En el fondo de mi cerebro, sigo viendo el frasquito marrón de aspirinas… Pero delante de mis ojos, sólo puedo ver a Nora. La expresión de su cara… El modo en que sus finas cejas se alzan y bailan mientras se disculpa… Está tan asustada como yo. Y no sólo por sí misma, sino también por mí. Bajo la mirada y me doy cuenta de que su mano aferra la mía con firmeza. A partir de ese momento, las palabras, salen de mi boca casi instantáneas.

__Fue un impulso. No podías saberlo -le digo.

__Aun así, no tenías por qué hacerlo -me señala.

Asiento con la cabeza. Tiene razón.

Avanzamos de nuevo por la avenida de Pennsylvania y se me ofrece una vista perfecta de la Casa Blanca. Cuando giro a la izquierda por la calle H, desaparece. Un movimiento brusco y ya no está. No hace falta más. Para ambos.

– Tal vez deberíamos…

– Nos ocuparemos de todo mañana a primera hora -promete Nora, ya dos pasos por delante-. Descubriremos en qué anda metido, sea lo que sea.

A pesar de su confianza, no puedo dejar de pensar en Simon. Pero Nora, tan pronto como ve su gran mansión blanca, vuelve a su ser de siempre. Dos personas. Un cuerpo. Giro bruscamente a la derecha y me dice:

– Ahora, para aquí.

Detengo el coche en la calle Quince, en la esquina de la Puerta Sureste. A esta hora todo el centro de la ciudad está muerto. No se ve a nadie.

– ¿No quieres que te lleve hasta la verja?

– No, no. Aquí. Tengo que bajarme aquí.

– ¿Seguro?

Al principio se limita a asentir con la cabeza. Luego añade:

– Sólo hay que doblar la esquina. De este modo te ahorro un encuentro con el Servicio Secreto. -Mira su reloj-. Estoy por debajo de las dos horas, pero eso no quiere decir que no me vayan a soltar una buena bronca.

– Por eso yo siempre me dejo los guardaespaldas en casa digo, intentando sonar la mitad de tranquilo que mi pareja. Es todo lo que consigo hacer para estar a la altura.

– Sí, ya, por eso te elegí a ti -dice, riendo-. Tú sabes bien lo que es esto. -Está a punto de decir algo más, pero se calla.

– ¿Todo va bien?

Se acerca a mí y vuelve a poner su mano sobre la mía.

La gente no hace cosas agradables por mí, Michael. A no ser que quieran algo. Esta noche tú has demostrado que eso no es verdad.

– Nora…

– No hace falta que lo digas. Prométeme sólo que me dejarás hacértelo.

– No tienes que…

– En realidad, sí.

Hace resbalar sus uñas cortas por mi brazo. En sus ojos está esa mirada. La misma que me dirigió en el bar.

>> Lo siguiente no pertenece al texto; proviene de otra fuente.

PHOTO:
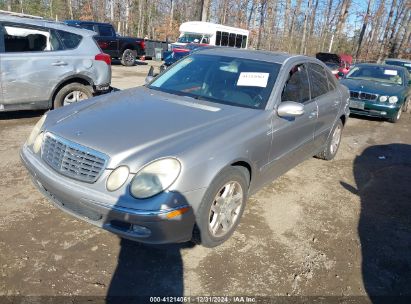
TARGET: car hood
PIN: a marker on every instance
(143, 123)
(373, 87)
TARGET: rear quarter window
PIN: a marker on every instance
(70, 40)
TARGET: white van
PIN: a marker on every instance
(212, 34)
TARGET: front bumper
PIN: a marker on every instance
(376, 110)
(146, 226)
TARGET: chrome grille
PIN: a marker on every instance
(363, 95)
(72, 160)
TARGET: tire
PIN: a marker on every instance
(128, 58)
(71, 93)
(333, 142)
(209, 229)
(397, 116)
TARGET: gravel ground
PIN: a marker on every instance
(339, 228)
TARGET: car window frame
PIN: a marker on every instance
(52, 31)
(324, 70)
(286, 73)
(2, 46)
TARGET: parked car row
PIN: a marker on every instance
(47, 64)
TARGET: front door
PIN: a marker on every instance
(293, 138)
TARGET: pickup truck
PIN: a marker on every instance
(127, 49)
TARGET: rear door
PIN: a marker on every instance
(293, 137)
(108, 40)
(324, 91)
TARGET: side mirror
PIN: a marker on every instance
(290, 109)
(150, 76)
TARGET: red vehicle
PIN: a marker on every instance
(338, 64)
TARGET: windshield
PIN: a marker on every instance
(377, 73)
(406, 65)
(226, 80)
(187, 38)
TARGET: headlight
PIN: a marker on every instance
(117, 178)
(393, 99)
(383, 98)
(155, 178)
(36, 130)
(37, 142)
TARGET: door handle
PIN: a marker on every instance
(59, 63)
(312, 115)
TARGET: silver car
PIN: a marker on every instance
(177, 159)
(47, 64)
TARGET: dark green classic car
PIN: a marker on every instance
(378, 90)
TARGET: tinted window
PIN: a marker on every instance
(231, 40)
(224, 39)
(70, 40)
(220, 79)
(297, 87)
(106, 31)
(238, 41)
(26, 39)
(331, 81)
(218, 38)
(244, 42)
(318, 79)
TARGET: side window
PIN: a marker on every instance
(70, 40)
(224, 39)
(244, 42)
(106, 31)
(318, 80)
(26, 39)
(331, 81)
(238, 41)
(218, 38)
(231, 40)
(297, 87)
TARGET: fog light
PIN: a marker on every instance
(37, 142)
(140, 230)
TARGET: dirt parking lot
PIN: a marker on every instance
(339, 228)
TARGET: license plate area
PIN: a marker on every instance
(356, 104)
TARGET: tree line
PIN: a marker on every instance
(370, 30)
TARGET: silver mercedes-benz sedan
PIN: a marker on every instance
(177, 159)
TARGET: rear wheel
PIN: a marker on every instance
(221, 208)
(129, 57)
(333, 142)
(72, 93)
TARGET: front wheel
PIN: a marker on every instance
(129, 57)
(221, 208)
(72, 93)
(333, 142)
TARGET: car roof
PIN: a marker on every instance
(386, 66)
(45, 23)
(398, 59)
(253, 54)
(78, 22)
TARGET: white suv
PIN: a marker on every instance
(46, 64)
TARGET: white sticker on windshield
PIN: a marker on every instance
(253, 79)
(390, 72)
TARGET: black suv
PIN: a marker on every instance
(127, 49)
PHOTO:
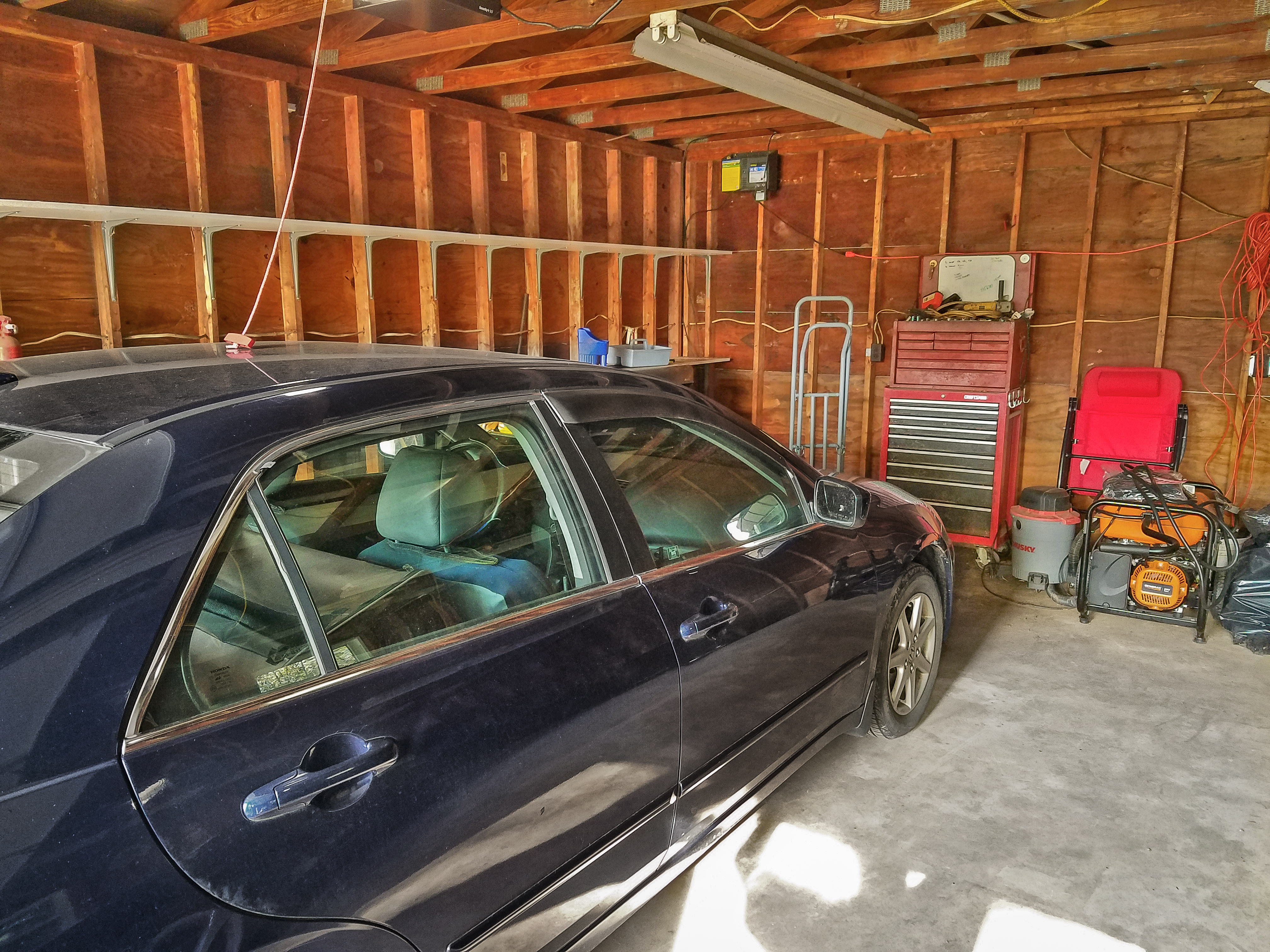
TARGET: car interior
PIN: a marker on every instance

– No te ofendas, Nora, pero no es el momento ni el lugar para…

Me pasa una mano por la nuca y tira de mí hacia ella. Antes de poder discutir, me agarra del pelo con fuerza y desliza su lengua en mi boca. Probablemente haya diez hombres heterosexuales en el mundo que esquivarían este beso. Pero yo no soy uno de ellos. Su olor… su sabor… se imponen de inmediato. Le toco la mejilla, pero me suelta.

– Esto no me sabe a calabaza -dice.

– Eso es porque todavía me quedan cinco minutos más.

Consciente de la hora, esboza una sonrisa.

– ¿Así que estás dispuesto a pasar del calentamiento?

– ¿Aquí? -Miro por el parabrisas y luego otra vez a Nora, nervioso.

Se inclina hacia adelante y desliza la mano por el interior de mi muslo. Sin pausas, me frota el tiro de los pantalones. Igual que en Rolling Stone. Va a hacerlo aquí mismo. Pero justo cuando nuestros labios están a punto de tocarse, se detiene.